We must dismantle our false hierarchies and build new conceptual structures that support a harmonious biology of equally important and mutually loving creatures. This will require us to transcend faulty null hypotheses and decisively argue for a world that is more than those dull simplicities that scientific method has failed to reject. We must recognize that altruism and cooperation are not merely hypothetical constructs. They are real phenomena that we can and must make to work in a real world, because they enrich the diversity and quality of life. I have spent nearly three decades synergizing human relations in the workplace: I know this is true for humans. I also know it is true among all species whose infinite ancestors have lived together in harmonic biosynergy for millions of years.

It is time to channel our energies into applied research that stimulates collaborative action. It is time to foster humanity’s altruistic involvement in a natural world that stands ready to welcome and appreciate our mutual affinities. I support the call for positive action made by Michael Soule in the final chapter of Kellert & Wilson’s Biophilia Hypothesis when he states the need for a “religion-like movement…that…can create the political momentum required to overcome the greed…and the anthropocentrism that underlies the intentional abuse of nature.”

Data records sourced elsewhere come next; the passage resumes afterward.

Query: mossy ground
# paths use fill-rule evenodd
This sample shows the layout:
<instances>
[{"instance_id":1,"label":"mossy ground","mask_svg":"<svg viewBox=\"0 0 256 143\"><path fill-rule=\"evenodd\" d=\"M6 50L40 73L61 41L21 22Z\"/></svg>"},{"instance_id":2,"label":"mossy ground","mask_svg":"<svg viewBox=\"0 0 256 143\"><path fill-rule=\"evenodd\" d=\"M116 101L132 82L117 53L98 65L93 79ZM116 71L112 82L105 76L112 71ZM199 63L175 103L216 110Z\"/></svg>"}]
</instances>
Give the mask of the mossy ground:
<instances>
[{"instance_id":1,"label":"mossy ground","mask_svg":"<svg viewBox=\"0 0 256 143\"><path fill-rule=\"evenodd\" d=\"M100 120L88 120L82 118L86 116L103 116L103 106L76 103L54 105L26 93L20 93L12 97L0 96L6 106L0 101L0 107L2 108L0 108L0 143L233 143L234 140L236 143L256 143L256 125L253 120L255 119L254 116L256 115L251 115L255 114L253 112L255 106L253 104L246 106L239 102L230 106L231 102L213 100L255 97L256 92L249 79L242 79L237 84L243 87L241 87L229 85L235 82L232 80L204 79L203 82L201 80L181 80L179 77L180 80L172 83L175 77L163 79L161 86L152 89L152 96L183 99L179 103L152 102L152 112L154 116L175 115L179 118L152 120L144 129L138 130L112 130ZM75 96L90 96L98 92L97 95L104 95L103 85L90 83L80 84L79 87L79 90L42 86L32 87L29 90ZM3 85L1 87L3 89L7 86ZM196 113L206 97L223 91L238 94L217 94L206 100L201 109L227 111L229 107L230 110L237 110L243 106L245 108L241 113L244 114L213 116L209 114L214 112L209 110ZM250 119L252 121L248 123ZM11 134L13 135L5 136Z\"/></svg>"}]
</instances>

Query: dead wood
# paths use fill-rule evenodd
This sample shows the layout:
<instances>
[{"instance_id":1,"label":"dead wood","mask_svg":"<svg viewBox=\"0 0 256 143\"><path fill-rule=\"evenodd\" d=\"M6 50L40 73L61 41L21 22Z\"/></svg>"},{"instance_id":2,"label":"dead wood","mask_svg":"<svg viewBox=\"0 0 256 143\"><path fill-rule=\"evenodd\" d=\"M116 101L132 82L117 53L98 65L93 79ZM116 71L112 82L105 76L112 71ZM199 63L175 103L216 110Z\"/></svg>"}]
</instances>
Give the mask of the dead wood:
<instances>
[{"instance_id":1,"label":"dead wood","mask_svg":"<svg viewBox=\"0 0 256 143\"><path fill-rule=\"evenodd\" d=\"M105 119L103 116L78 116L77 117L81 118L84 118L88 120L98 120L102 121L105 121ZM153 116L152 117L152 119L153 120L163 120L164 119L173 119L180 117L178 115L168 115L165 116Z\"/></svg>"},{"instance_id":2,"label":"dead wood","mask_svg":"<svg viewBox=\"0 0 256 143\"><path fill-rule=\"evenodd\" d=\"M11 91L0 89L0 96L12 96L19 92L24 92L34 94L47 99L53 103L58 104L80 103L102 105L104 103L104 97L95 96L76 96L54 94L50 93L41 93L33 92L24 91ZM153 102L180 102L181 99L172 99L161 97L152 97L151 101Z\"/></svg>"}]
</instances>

There are many who have suggested that science and humanism have become powerful religions. If so, then we must recognize that we are the priests without collars, the monks without robes, the demigods and demigoddesses who have a duty to become more than cool and objective, less than aloof and self-aggrandizing. Our children and the children of every ape and ant on planet earth are counting on us to bring Love and Nature back into focus. In so doing we will affirm the interdependence of all beings, races, species, nations, ecosystems, hemispheres. We will embrace crisis as opportunity, recognize ignorance as mystery, and revere the personhood of every seed and flower, each infant and elder, not only for its singular elegance, but for the wonder that can arise from its biosynergy4 with us and with all the kindred spirits of this remarkable planet Earth.

Anthony L. Rose, Ph.D.
Keynote Talk for Primatology Ethics Symposium
Ethical Challenges to Primate Research, Care & Conservation
XVth Congress, International Primatological Society
August 8th, 1994 – Kuta, Bali, Indonesia / rev-5-16-2021



Anthony Rose

Tony Rose has studied & synergized personal compassion within & among countless cultures & species as consultant, change agent, social scientist, conservationist, & biosynergist.